Originally a Nurse and now retired from Dentistry, Bonnie Christensen is more at liberty for travel and photography. It is obvious that family has been an inspiration and motivation for her photography and projects. She has put together numerous albums and photo books from both the film and digital era to preserve the fun and beauty of her travels. Bonnie is a regular contributor on Nikonians and brings light hearted encouragement and praise to members with their contributions.
“I am part of the third generation of women in my family who have had a passion for travel and photography. My grandmother back in the 1970’s traveled the world (including Antarctica in 1976) and came back with amazing photos, which were even published in elementary books for children learning to read. My mother is the next photographer in the line who at 86 is still traveling the world (Ethiopia, Saudi Arabia, Antarctica x3, Iran, etc.). Like them, I started photography with the idea that I wanted to be able to capture personally meaningful photos when on vacation visiting new places.
My first camera was a Canonette range finder that I bought in 1979, but I quickly learned its limitations and soon after bought a Canon A1. I loved that film camera and would still be using it if it had not broken twice on me when on vacation after 20 years of use.
My first Nikon was an N80. I used that while DSLRs were coming into their own, and I eventually bought a D200. With a big family trip to Namibia in 2016, I knew I needed to upgrade again and purchased a D500.
I live in west suburban Chicago, where I have discovered several local places to practice my photography. Near me, there is a forest preserve with an old water powered grist mill; a bit farther, there is the Morton Arboretum, which has acres of plants, trees, and flowers from all over the world (that also can manage to survive Chicago winters). Photographing nature is a new subject matter for me. In the past, I mainly used my camera for sightseeing and gatherings of family or friends. At times, I do also take the train into Chicago where I can photograph the lake, Millennium Park, or the marvelous architecture from a river cruise.
Last summer after a family trip to Namibia (3 generations and 7 people) I reviewed the more than 15,000 photos (from multiple iPhones, Canon and Nikon cameras) and put them into a 100 page book. It is a memory book that tells the story of our trip, not the best of the best photos from the trip necessarily. My brother and daughter did not get why anyone would put a memory book together vs. a best of the best until they saw the book and said ‘Wow, I forgot about that.’
I am still most passionate about travel photography. Although, after seeing so many amazing macro photos on the Nikonians website, I have a desire to explore that area a bit further, as well. Birds in flight and portrait work in a studio I know nothing about, but appreciate and enjoy what I see on Nikonians.
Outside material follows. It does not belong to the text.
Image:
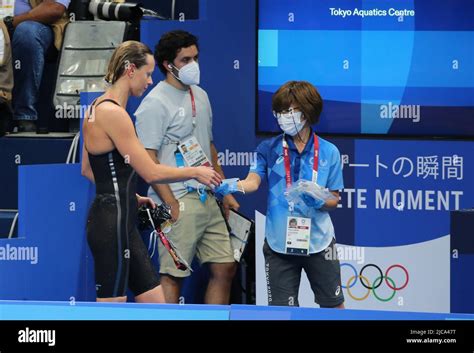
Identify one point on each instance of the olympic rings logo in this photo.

Given the opportunity, I would still love to try them since I am sure I could learn something new, which could help me in other areas of photography.
I need to improve in all areas of photography, but I am currently concentrating on the basics of trying to imagine a photo and capturing what I visualize. This skill, trying to visualize what I want to create and then creating it, also carries over into post-processing with Lightroom and Photoshop.
One memorable moment when shooting was in 1979 at Wonder Lake campground in Denali National Park. I had lost my cable release. A perfect stranger lent me his and would not take it back. I still have that cable release, and it reminds me of the kindness of strangers.
During my internet searches for information on the “elusive D400”, I came across Nikonians and joined. Never in my wildest dreams did I think I would find it to be such an informative and supportive site. Being a member of Nikonians has helped me both with technical learning as well as given me inspiration to go out and take photos of “everyday” things. This has challenged me to try to take sharp, technically correct photos and possibly see things in a different light. Whereas before joining Nikonians, my camera was mainly for vacations and otherwise lived in a drawer. I continue to be in awe of the knowledge members have, their willingness to share it, and the amazing photos that are continually posted.
As for a recommendation—I am probably a bit different in that I like to keep things simple and light. I travel with one body (I know it’s a risk—been down that road) and at most two lenses. I prefer f/4 lenses to f/2.8 for their weight and size. My D500 with the 16-80mm f/2.8-4.0 Nikkor lens is often in my purse when I go out due to it being smaller than an FX. (Yes, I am drooling over the D850, but it would not often travel with me so… [Title: it is probably better that I invest in another lens or two.)
A big thank you to Nikonians and all its members for all that I have learned, and the daily encouragement and inspiration to get out and shoot!”
It was great fun in working with Bonnie on this project. You have a great way of preserving memories for yourself, family and friends. This takes great effort and patience to produce such works but will provide adoring comments in years to come. Looking forward to seeing the directions your photography journey will take you.